Le nouvel élément de circuit découvert — appelé «memristor» — pourrait permettre la fabrication de téléphones cellulaires capables de fonctionner des semaines à la fois sans recharge, de PC démarrant instantanément et de portables gardant en mémoire les données d’une session longtemps après l’épuisement de la batterie.

Cette technologie pourrait constituer un nouveau rival de taille à la mémoire Flash, utilisée à grande échelle dans les produits électroniques en raison de sa capacité à retenir de l’information même lorsqu’un appareil est éteint.

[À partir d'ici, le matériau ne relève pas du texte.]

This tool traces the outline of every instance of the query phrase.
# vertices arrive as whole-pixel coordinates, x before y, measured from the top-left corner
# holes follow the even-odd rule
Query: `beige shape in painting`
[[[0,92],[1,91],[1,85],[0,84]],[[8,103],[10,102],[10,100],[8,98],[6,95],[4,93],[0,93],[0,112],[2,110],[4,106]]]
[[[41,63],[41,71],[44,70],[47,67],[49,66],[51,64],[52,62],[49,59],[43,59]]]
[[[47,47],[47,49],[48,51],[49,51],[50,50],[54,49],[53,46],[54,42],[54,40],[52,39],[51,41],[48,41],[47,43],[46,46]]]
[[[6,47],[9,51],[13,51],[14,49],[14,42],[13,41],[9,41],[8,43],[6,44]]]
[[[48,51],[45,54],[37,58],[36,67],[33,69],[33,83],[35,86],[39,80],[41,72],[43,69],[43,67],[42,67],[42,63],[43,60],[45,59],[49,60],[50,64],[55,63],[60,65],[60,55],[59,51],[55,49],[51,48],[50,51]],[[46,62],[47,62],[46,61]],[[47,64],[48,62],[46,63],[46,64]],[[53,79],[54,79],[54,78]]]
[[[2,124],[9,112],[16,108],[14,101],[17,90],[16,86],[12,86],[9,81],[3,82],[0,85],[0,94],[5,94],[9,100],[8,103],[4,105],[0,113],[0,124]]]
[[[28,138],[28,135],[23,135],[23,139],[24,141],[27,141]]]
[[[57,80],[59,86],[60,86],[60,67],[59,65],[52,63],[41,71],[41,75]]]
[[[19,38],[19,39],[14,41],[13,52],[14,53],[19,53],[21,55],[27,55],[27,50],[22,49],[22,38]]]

Des puces intégrant la nouvelle technologie de HP seraient plus rapides, consommeraient moins d’énergie et occuperaient bien moins d’espace que les puces Flash actuelles.

Les chercheurs soupçonnaient depuis les années 1970 qu’en plus des trois éléments de base connus d’un circuit — la résistance, le condensateur et l’inducteur — un quatrième élément fondamental était réalisable.

Le memristor conçu par les chercheurs de HP Labs et décrit aujourd’hui dans le journal scientifique Nature est fait d’une couche de dioxyde de titane insérée entre deux électrodes de métal. Les scientifiques ont découvert que la quantité de résistance émise par le dispositif dépend de l’intensité de la charge électrique l'ayant précédemment traversé.

Cette caractéristique procure au memristor la capacité innée de se «rappeler» la quantité de charge l’ayant traversé longtemps après sa désactivation. Cela signifie que le circuit lui-même peut être réalisé avec une fonction de mémoire intégrée à sa conception.

Autrement, les données doivent être stockées dans des transistors «énergivores» spécifiquement configurés pour l’entreposage. Également, cela oblige à gruger de l’espace précieux sur les microprocesseurs ou encore à prévoir des puces de mémoires distinctes.

Stan Williams, titulaire de recherche chez HP Labs et l’un des quatre chercheurs identifiés dans l’article publié par Nature, explique que son équipe est parvenue à identifier ce comportement électrique et à concevoir une structure capable d’en harnacher la puissance. L’effet est plus apparent — et gagne en intensité — proportionnellement à la miniaturisation du filage dans les circuits.